Dr. Nevin, executive director, is a board-certified preventive medicine physician and former U.S. Army medical officer and epidemiologist. He is author of more than 30 scientific publications on malaria and the quinoline antimalarials, including “Mefloquine and Posttraumatic Stress Disorder,” published in the U.S. Army’s Textbook of Military Medicine series (see: http://www.cs.amedd.army.mil/FileDownloadpublic.aspx?docid=59eea54e-292d-4a35-9117-d9be6c40dac3).

1. Tickell-Painter M, Maayan N, Saunders R, et al. Mefloquine for preventing malaria during travel to endemic areas. The Cochrane Database of Systematic Reviews. 2017;10(10):CD006491.

2. Ringqvist Å, Bech P, Glenthøj B, et al. Acute and long-term psychiatric side effects of mefloquine: A follow-up on Danish adverse event reports. Travel Medicine and Infectious Disease. 2015;13(1):80-88.

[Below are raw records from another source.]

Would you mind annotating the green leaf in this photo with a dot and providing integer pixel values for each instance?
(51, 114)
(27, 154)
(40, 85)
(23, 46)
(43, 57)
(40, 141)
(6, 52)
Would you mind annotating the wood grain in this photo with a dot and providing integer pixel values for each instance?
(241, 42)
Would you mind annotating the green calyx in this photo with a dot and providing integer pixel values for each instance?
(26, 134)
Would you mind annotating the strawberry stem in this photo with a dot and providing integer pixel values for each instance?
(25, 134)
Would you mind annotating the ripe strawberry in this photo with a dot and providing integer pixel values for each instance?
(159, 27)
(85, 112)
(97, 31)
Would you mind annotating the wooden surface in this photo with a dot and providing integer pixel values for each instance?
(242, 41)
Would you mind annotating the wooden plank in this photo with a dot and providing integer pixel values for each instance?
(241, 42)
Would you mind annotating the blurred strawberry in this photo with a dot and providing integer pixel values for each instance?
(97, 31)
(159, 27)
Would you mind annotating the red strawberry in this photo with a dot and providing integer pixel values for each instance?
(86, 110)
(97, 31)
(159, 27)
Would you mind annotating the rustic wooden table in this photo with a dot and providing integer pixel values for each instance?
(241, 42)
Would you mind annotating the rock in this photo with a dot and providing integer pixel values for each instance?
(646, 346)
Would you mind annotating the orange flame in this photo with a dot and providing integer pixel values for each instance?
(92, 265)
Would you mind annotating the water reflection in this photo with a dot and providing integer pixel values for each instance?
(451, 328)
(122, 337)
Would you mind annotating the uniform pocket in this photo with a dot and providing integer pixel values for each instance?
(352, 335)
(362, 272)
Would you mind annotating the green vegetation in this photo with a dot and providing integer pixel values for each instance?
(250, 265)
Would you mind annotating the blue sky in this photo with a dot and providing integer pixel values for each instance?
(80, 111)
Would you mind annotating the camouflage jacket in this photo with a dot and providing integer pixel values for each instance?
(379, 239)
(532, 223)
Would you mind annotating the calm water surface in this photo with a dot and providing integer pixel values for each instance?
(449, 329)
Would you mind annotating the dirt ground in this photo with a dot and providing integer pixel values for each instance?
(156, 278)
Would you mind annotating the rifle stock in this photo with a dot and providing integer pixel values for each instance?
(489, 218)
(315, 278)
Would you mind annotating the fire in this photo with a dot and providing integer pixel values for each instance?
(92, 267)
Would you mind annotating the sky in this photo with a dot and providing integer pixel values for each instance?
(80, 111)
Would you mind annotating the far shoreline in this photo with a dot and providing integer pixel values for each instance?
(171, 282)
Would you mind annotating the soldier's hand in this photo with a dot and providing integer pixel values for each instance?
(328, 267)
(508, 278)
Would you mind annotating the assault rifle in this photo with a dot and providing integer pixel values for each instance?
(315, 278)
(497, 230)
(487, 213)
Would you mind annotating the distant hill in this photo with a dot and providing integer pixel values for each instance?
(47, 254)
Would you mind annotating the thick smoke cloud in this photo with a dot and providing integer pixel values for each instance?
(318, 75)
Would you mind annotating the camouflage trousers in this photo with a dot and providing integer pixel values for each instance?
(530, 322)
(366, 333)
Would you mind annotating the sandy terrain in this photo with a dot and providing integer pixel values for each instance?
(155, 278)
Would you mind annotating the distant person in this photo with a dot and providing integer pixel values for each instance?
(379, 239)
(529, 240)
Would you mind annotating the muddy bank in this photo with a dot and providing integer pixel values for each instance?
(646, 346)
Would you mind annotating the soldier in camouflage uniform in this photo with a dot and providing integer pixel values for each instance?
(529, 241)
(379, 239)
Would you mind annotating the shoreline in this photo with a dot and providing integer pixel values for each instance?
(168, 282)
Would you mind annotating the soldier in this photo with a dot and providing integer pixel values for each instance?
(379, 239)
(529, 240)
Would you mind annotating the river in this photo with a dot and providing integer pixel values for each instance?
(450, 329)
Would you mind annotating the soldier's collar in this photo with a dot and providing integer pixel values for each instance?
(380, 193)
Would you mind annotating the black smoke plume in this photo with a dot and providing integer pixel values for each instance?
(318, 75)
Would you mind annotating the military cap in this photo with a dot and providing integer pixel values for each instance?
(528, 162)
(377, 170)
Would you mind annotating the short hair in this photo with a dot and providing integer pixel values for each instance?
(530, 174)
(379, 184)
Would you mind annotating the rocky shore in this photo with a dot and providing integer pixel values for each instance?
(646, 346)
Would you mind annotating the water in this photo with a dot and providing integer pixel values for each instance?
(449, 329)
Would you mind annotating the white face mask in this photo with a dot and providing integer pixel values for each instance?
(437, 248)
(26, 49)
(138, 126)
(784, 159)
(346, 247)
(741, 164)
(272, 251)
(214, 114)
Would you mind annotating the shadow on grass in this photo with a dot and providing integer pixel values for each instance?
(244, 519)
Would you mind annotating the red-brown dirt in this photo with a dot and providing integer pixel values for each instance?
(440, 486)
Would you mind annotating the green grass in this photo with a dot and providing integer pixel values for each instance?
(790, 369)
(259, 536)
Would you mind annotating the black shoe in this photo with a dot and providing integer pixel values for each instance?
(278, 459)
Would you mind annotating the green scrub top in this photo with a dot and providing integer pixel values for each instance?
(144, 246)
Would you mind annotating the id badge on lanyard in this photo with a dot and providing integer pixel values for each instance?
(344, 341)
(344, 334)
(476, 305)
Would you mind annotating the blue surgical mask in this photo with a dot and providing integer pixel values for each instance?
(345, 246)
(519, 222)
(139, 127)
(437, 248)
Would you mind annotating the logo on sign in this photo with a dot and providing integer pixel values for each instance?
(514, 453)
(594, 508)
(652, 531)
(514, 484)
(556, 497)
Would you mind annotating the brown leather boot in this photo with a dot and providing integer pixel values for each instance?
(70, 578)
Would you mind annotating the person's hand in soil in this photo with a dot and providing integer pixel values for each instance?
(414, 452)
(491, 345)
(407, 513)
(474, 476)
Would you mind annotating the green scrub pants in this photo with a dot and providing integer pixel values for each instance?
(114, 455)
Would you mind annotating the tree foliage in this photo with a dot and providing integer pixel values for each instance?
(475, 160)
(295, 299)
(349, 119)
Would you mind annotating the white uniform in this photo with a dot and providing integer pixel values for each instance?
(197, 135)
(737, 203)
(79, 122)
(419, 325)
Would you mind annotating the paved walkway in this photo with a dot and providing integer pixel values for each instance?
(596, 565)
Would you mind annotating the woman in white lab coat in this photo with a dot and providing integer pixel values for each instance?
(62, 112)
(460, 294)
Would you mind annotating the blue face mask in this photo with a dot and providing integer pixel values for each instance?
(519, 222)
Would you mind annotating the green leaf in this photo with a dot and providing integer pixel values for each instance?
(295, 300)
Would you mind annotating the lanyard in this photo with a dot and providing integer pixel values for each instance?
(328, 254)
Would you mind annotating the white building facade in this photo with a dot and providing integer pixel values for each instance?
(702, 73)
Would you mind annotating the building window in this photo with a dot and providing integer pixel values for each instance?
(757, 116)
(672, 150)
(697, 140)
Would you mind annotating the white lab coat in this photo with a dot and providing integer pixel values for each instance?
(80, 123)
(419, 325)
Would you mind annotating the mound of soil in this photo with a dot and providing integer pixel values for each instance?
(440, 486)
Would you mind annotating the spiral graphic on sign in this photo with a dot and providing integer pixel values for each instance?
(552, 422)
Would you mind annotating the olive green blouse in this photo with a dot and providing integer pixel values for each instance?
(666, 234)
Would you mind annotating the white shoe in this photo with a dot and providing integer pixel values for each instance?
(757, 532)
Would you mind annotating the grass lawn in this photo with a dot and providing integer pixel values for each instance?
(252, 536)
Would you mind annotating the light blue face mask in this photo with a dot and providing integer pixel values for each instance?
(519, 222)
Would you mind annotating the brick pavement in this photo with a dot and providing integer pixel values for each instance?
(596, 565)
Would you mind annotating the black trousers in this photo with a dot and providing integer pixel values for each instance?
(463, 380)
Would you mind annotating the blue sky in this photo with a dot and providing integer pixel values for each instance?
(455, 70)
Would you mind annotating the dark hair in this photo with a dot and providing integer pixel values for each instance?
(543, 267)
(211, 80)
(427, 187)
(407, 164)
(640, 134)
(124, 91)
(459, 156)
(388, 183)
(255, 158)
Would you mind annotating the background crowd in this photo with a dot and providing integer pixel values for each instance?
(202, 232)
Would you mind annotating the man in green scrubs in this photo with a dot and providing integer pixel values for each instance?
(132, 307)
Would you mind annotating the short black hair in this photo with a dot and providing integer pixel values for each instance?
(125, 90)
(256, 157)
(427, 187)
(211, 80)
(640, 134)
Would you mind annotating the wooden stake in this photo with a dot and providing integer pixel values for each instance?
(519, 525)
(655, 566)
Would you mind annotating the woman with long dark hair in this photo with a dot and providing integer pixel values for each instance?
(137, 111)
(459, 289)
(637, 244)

3. Livezey J, Oliver T, Cantilena L. Prolonged Neuropsychiatric Symptoms in a Military Service Member Exposed to Mefloquine. Drug Safety Case Reports. 2016;3(1):7.

4. Nevin RL, Ritchie EC. FDA Black Box, VA Red Ink? A Successful Service-Connected Disability Claim for Chronic Neuropsychiatric Adverse Effects From Mefloquine. Federal Practitioner. 2016;33(10):20-24.

5. Agboruche RL. 529.3 In-Vitro Toxicity Assessment of Antimalarial Drug Toxicity on Cultured Embryonic Rat Neurons, Macrophage (RAW 264.7), and Kidney Cells (VERO-CCl-81). FASEB Journal. 2009;23(Meeting Abstract Supplement):529.3.